First and foremost, you want to place your child in a school where being smart is cool. The minute your child enters any school culture where 'goofing off', cutting class, or talking back to grown ups is highly admired by most peers, you will be swimming upstream until you get your child out of that setting. Unfortunately, you will not know if this is true about your school until you are IN the school, yet, it's a very important factor to look for and one to not ignore for sure.
Second, if you have a son this next one will be of most importance. I believe gender-balanced schools insure less bullying and help grow more expressive, emotionally-balanced and self-accepting boys; and girls too of course. Girls are usually more flexible in the social-emotional arena than boys. So as a mother of a boy, I have to deliberately make choices to raise my son to express himself emotionally and to embrace himself fully and that can only truly happen in a gender-balanced setting. In schools where extra-curricular activities are gender-specific (such as where only boys play football for example) the danger lies in the absorption of very finite, rigid, and stratified gender roles for both sexes. These rigid distinctions lay the groundwork for higher incidences of bullying and unhealthy social interactions. As a parent, determine whether your school is gender-balanced would be easy to determine before walking through the school doors. Ask around, do boys and girls have soccer teams? are there any boys in knitting class? check their website, etc.
Third: The classroom teacher.

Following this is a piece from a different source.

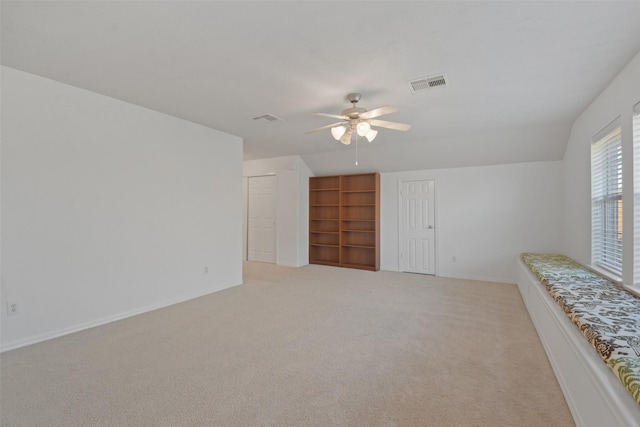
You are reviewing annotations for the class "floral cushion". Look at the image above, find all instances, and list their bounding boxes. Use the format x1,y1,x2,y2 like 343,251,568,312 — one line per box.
522,254,640,405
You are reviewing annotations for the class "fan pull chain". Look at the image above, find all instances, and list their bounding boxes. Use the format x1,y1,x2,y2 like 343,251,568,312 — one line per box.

The classroom teacher can make or break a child's year, period. There is no magic formula for knowing how this relationship will pan out in advance, but use your child as a barometer to determine if this relationship is working for him/her. Don't be afraid to advocate for your child if you notice things are not working out. You can be at the lowest rated school, but if the teacher has truly connected with your child in a positive way, your child will learn a lot more that year than years where the connection was lacking. It's been my experience that human connections are the most powerful agents of growth and change, therefore, a positive teacher-child relationship should be every parent's top priority when choosing a school.
Now, here is my disclaimer. I am absolutely not one of those parents who worry about college while my kids are in elementary school. I am not trying to shape their entire future by 'playing the field' or strategically stuffing their days with clubs to make them more college-ready. Instead, my main goal is to influence their future happiness and personal success by making sure they have a magic-filled childhood with unconditional love, constant support, a nurturing environment and most importantly, our time. When looking at any school, my child's social-emotional needs are first and foremost always. Having worked on myself for years to overcome my rocky beginnings, I feel very strongly about the importance of an emotioanally balanced childhood. One could be the richest person in the world, or even the most powerful and still be at war in their heads daily. This is so because we ultimately only are where our minds are. Having our mind be in peace and open to all that life has to offer is THE ultimate marker of success in my book.
Parenting should mirror agriculture in that you can't control the outcome of this child you have before you. No matter how hard you try, you can only set the groundwork for good growth and allow the rest to come from them.